Functional CD4+CD25high regulatory T cells are enriched in the colonic mucosa of patients with active ulcerative colitis and increase with disease activity.

作者信息

Holmén Nathalie, Lundgren Anna, Lundin Samuel, Bergin Ann-Marie, Rudin Anna, Sjövall Henrik, Ohman Lena

机构信息

Department of Internal Medicine, Sahlgrenka Academy, Göteborg University, Göteborg, Sweden.

出版信息

Inflamm Bowel Dis. 2006 Jun;12(6):447-56. doi: 10.1097/00054725-200606000-00003.

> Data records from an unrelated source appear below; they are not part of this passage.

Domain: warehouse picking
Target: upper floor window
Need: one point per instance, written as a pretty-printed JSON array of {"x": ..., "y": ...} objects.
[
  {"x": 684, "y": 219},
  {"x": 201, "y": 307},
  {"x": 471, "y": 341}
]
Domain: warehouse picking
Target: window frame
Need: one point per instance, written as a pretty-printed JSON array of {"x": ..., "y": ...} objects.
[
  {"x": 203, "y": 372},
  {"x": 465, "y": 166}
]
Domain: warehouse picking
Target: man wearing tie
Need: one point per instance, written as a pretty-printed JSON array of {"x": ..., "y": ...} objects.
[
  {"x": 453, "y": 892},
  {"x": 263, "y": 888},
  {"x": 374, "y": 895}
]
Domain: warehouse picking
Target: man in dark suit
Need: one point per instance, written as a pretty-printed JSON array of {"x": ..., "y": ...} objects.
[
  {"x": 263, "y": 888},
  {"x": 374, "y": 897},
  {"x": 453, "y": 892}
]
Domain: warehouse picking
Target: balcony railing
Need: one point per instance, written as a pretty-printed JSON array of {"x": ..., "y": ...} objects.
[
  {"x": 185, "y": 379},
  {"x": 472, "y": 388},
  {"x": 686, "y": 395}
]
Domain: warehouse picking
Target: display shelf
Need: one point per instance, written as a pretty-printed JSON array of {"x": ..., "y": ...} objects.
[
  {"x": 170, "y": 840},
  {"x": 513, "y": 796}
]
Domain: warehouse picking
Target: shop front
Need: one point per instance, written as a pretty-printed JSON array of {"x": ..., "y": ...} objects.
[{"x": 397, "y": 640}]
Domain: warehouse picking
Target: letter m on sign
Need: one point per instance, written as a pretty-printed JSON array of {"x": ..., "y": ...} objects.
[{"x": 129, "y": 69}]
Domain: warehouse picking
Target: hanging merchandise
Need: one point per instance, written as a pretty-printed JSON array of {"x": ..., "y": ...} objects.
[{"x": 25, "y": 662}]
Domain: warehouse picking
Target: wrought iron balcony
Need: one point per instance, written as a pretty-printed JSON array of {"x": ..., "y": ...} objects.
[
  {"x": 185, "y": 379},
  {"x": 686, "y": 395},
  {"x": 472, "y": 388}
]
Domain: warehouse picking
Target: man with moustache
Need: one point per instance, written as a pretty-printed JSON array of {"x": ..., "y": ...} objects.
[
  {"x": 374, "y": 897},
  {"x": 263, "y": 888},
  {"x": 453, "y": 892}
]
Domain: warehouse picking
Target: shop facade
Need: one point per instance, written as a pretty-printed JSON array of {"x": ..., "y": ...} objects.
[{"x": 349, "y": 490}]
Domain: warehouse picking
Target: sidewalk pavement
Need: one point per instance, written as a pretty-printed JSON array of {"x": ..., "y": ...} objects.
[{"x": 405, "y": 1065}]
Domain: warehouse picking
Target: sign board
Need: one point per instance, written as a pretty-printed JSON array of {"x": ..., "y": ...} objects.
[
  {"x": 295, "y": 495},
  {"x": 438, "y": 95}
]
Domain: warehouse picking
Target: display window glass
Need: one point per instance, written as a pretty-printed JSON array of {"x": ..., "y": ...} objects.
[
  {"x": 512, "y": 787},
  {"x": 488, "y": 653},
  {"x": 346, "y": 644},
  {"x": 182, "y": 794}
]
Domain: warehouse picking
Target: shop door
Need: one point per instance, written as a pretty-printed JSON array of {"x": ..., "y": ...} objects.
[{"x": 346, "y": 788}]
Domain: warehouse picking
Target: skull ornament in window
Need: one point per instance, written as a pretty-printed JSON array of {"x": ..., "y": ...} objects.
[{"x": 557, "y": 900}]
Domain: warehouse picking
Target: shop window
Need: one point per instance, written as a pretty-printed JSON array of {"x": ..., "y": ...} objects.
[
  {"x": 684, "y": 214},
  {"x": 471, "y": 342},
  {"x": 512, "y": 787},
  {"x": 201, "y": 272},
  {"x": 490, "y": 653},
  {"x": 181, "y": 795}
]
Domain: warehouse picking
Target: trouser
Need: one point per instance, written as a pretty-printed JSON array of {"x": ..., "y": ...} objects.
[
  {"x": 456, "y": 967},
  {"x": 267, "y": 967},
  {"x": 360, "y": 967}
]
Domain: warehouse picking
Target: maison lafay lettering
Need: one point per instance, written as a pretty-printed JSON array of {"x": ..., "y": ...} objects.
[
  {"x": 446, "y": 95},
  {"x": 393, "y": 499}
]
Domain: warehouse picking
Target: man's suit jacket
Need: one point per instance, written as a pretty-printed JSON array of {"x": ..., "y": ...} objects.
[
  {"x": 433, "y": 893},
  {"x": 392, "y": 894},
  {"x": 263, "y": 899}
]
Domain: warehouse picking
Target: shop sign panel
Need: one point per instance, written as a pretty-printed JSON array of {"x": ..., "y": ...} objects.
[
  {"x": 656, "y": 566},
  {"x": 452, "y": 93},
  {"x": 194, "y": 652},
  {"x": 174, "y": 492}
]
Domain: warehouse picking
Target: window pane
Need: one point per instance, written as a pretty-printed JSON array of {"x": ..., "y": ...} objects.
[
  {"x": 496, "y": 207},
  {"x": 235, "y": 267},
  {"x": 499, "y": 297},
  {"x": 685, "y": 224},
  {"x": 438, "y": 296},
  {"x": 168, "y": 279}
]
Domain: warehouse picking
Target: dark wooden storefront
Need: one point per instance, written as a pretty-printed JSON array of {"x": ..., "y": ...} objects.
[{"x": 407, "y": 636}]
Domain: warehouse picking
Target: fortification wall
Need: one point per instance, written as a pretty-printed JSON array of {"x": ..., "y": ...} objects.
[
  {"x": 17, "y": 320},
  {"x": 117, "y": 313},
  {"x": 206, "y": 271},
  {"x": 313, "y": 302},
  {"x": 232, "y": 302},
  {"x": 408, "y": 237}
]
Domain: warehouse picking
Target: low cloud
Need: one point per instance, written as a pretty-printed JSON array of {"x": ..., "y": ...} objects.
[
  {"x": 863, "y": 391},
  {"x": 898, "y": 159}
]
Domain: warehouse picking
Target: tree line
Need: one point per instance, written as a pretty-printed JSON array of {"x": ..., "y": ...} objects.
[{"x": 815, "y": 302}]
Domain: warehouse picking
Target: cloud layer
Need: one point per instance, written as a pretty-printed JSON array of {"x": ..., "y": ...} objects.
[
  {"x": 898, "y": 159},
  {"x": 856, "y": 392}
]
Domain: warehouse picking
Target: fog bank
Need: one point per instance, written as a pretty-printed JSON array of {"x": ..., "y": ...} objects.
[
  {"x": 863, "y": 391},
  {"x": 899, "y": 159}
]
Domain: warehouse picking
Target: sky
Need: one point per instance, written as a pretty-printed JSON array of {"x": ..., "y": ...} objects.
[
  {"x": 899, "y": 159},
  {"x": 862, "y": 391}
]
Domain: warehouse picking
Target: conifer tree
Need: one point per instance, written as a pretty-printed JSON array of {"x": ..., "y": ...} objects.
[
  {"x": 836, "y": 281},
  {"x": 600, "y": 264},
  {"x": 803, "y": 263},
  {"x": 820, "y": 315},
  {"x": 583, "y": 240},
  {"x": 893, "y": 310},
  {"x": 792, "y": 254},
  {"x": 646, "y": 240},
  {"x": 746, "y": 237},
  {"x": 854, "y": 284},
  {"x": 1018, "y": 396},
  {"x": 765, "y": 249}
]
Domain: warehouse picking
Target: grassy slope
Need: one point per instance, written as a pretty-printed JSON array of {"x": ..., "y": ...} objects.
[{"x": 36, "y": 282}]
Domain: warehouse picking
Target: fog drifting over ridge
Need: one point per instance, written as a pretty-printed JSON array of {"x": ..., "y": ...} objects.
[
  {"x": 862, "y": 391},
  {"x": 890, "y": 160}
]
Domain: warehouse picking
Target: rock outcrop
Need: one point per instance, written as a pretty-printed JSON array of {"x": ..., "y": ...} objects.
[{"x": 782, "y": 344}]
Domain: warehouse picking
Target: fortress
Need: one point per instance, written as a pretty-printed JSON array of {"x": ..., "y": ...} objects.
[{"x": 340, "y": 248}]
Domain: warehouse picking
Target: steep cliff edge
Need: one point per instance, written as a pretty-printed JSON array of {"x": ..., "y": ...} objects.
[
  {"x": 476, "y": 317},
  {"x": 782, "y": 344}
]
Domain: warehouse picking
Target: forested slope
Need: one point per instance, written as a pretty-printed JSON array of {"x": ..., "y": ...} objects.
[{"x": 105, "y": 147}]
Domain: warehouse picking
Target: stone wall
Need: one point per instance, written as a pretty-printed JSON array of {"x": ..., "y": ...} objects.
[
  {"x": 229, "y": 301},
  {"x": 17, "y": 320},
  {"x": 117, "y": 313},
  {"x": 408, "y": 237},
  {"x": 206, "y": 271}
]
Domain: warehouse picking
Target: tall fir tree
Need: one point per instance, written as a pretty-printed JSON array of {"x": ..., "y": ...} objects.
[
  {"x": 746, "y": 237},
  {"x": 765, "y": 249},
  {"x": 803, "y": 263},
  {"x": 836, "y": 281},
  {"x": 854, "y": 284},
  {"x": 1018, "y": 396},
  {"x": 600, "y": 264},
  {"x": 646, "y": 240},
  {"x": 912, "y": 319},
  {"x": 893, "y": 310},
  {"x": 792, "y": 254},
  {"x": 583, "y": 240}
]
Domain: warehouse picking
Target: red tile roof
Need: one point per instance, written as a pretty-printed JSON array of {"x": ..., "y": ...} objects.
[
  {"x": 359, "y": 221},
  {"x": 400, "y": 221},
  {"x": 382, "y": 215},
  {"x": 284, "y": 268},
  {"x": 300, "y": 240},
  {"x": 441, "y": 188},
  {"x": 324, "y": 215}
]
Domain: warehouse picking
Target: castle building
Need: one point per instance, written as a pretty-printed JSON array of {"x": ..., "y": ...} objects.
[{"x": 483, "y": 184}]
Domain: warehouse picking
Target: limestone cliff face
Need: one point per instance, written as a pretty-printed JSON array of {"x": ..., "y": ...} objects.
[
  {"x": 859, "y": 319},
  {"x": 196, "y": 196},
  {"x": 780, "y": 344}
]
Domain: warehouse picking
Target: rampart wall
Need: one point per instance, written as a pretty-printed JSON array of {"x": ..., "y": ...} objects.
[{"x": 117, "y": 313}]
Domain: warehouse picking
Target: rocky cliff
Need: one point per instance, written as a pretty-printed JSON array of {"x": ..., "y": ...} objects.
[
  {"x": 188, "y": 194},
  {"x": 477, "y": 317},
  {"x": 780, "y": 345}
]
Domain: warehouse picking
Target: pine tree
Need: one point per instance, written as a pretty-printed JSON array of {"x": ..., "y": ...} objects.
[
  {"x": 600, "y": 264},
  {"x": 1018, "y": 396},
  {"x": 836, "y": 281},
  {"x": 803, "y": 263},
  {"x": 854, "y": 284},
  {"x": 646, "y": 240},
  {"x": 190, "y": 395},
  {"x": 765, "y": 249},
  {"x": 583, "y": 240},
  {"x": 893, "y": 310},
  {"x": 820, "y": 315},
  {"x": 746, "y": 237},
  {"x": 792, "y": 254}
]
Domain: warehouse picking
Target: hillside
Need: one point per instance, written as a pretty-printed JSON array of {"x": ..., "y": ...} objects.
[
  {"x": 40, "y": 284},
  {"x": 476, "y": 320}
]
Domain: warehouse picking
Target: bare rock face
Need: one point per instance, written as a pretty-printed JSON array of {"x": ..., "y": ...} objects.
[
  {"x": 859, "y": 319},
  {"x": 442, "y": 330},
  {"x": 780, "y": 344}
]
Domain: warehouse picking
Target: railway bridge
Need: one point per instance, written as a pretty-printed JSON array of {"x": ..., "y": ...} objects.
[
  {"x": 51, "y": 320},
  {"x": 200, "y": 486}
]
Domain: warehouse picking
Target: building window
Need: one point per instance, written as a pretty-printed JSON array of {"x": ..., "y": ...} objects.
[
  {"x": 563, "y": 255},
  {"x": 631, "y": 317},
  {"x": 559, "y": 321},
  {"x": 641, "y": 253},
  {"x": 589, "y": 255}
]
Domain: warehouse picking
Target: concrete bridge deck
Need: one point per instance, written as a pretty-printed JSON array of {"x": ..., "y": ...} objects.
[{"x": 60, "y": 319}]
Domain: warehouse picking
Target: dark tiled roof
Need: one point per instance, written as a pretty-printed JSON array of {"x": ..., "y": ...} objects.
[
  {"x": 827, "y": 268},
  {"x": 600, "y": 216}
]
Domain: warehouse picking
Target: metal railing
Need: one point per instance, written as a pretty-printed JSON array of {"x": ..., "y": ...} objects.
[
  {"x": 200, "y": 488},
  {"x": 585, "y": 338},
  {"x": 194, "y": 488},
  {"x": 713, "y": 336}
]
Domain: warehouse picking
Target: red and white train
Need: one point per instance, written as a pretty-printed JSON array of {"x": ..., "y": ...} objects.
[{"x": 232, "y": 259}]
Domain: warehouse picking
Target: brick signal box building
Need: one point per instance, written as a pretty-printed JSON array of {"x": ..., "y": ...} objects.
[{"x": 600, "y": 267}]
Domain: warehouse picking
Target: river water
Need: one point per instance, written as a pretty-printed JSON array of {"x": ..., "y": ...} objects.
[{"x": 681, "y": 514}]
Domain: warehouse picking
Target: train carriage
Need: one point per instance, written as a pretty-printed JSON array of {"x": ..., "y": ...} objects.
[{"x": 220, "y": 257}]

DOI:10.1097/00054725-200606000-00003
PMID:16775488
Abstract

BACKGROUND

Factors determining the extension and degree of inflammation in the colonic mucosa of patients with ulcerative colitis (UC) are largely unknown, but CD4+CD25high regulatory T cells (Tregs) have been implicated to play an important role in suppressing inflammation. Therefore, the aims of this study were to determine whether colonic Tregs have suppressive effects on colonic effector T cells in UC and to analyze the association between segmental colonic Treg distribution and disease activity.

MATERIALS AND METHODS

The suppressive activity of colonic CD4+CD25high Tregs from patients with active UC was determined in coculture assays measuring proliferation and cytokine production. The frequency of Tregs and the expression of the Treg marker FOXP3 were analyzed with flow cytometry and RT-PCR in isolated cells and the whole mucosa from patients with active and inactive disease, as well as healthy mucosa.

RESULTS

Colonic CD4+CD25high T cells from patients with UC suppressed the proliferation and cytokine secretion of colonic effector CD4+ T cells. Healthy controls but not patients with UC had lower Treg frequencies in the sigmoid than in the ascending colon. Patients with UC with active disease had increased frequency of colonic Tregs. The frequency of Tregs was positively correlated with colonic disease activity and serum C-reactive protein.

CONCLUSIONS

Colonic CD4+CD25high Tregs are able to suppress colonic effector T cell activity in vitro, and the Treg frequency in the inflamed intestine increases with disease activity in patients with active UC. This suggests that Tregs may be outnumbered by other inflammatory cells or that their suppressive activity may be influenced by the in vivo environment.

摘要

背景

溃疡性结肠炎(UC)患者结肠黏膜炎症的扩展范围和程度的决定因素尚不清楚,但CD4 + CD25高调节性T细胞(Tregs)被认为在抑制炎症中起重要作用。因此,本研究的目的是确定结肠Tregs对UC患者结肠效应T细胞是否具有抑制作用,并分析节段性结肠Treg分布与疾病活动之间的关联。

材料与方法

在测量增殖和细胞因子产生的共培养试验中,测定活动期UC患者结肠CD4 + CD25高Tregs的抑制活性。采用流式细胞术和RT-PCR分析活动期和非活动期疾病患者以及健康黏膜的分离细胞和全黏膜中Tregs的频率和Treg标志物FOXP3的表达。

结果

UC患者的结肠CD4 + CD25高T细胞抑制结肠效应CD4 + T细胞的增殖和细胞因子分泌。健康对照者而非UC患者乙状结肠中的Treg频率低于升结肠。活动期疾病的UC患者结肠Tregs频率增加。Tregs频率与结肠疾病活动度和血清C反应蛋白呈正相关。

结论

结肠CD4 + CD25高Tregs在体外能够抑制结肠效应T细胞活性,并且活动期UC患者炎症肠段中的Treg频率随疾病活动度增加。这表明Tregs可能在数量上少于其他炎性细胞,或者其抑制活性可能受体内环境影响。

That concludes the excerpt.